Rodents were captured using live-capture traps (H. B. Sherman Traps, Tallahassee, FL, USA) baited with a mixture of white oats, groundnut paste, and dried fish. Trapping location selection was based on communities with a history of laboratory-confirmed cases of LF. All the traps set were rebaited in the evening and checked the following morning for 4 consecutive days per week for the entire trap-setting period. The traps were set in homes, on farms, in bushes, and at dumpsites. In urban settings, traps were predominantly set in houses with a few at dumpsites. In rural areas, most traps were set in houses, with a few on farms and in bushes. The traps in homes were set along suspected rodent paths, while the traps on farms, in bushes, and at dumpsites were set in multiple-transect lines and were also flagged for easy tracking and retrieval. Bearing in mind that some houses were large and some small, an average of three traps were set in each room, kitchen, balcony, and storage area, resulting in an average of 15 traps per household. The total number of traps set varied between 90 and 120, depending on the number of consenting houses and their sizes at each location per night of trapping. The rodent capture success was calculated according to the protocol described by Dembi et al. (13). The trap success in a location was equal to the sum of the total catch in a location divided by the number of traps set each night in that location, multiplied by the number of trap nights and multiplied by 100.

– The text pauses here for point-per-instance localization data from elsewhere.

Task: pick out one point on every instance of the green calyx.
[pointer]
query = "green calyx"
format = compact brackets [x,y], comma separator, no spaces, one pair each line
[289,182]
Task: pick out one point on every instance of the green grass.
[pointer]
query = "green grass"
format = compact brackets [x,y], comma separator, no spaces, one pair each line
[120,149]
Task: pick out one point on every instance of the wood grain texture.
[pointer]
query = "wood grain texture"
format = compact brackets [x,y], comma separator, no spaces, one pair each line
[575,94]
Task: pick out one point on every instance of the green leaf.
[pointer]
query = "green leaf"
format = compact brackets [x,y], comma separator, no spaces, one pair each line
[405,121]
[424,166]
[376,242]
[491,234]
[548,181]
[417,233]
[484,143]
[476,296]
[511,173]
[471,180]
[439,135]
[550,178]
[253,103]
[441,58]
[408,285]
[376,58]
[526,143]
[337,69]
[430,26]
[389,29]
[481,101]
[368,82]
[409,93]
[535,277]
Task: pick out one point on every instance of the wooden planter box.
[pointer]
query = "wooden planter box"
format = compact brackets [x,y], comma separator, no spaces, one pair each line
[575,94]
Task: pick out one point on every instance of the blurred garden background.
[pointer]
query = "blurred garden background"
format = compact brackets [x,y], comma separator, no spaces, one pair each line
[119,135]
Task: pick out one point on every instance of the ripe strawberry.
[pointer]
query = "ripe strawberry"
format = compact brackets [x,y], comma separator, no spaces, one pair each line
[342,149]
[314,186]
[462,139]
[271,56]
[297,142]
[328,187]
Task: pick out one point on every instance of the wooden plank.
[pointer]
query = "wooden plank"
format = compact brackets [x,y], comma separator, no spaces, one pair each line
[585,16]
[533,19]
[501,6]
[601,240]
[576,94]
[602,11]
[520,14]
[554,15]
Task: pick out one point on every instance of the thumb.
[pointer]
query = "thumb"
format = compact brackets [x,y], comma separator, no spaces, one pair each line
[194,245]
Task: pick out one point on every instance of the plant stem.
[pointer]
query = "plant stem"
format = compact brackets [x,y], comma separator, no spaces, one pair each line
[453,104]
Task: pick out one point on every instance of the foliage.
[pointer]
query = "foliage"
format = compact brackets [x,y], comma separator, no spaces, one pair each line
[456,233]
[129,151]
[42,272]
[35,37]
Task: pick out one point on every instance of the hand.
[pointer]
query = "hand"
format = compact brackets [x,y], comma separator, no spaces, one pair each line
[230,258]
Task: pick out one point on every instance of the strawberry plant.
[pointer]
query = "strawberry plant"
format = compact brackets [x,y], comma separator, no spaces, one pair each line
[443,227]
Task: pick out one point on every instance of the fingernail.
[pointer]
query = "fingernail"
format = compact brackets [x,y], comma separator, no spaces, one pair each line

Rodent identification, dissection, and sample collection.

Captured rodents were morphologically identified at the genus level. Biometric parameters such as weight, sex, entire length, and length of the ear, right foot, and tail were recorded. Other morphological characteristics were also noted, such as the color of the fur and its distribution/arrangement, the mammary gland arrangement and number (if a mature female rodent), the muzzle morphology, and the shape of the head. The results of species identification were confirmed through analysis of the mitochondrial genes after metagenomic sequencing of the viral RNA (5, 11) (A. N. Happi, unpublished data). The rodents were then sedated using chloroform. Blood was collected through cardiac puncture into sterile EDTA bottles. Tissue sections of approximately 0.3 to 0.5 cm3 comprising brain, lung, liver, spleen, kidney, intestine, bladder, testis, embryo, and bone marrow were obtained through sterile necropsy from the euthanized rodents and preserved in TRIzol reagent (Invitrogen, CA, USA) for molecular studies.

RNA extraction and PCR.

Total RNA was extracted from small sections of tissue and 140 μL plasma using the QIAamp viral RNA extraction kit (Qiagen, Hilden, Germany) according to the manufacturer’s instructions. The samples were subjected to reverse transcriptase quantitative PCR (RT-qPCR) analysis for the detection of LASV using the Superscript III Platinum SYBR Green one-step qRT-PCR kit (Life Technologies, CA, USA) and specific primers targeting the L gene of the virus (LASV-NG forward, 5′-YAC AGG GTC YTC TGG WCG ACC-3′; LASV-NG reverse, 3′-RAT GAT GCA RCT TGA CCC AAG-5′) (14).

Statistical analysis.

The various data were analyzed using the Student t test, one-way analysis of variance (ANOVA), and chi-square tests. P values less than 0.05 were considered statistically significant. Correlation analysis using the Pearson correlation coefficient was employed to determine the relationship between capture success and LASV prevalence.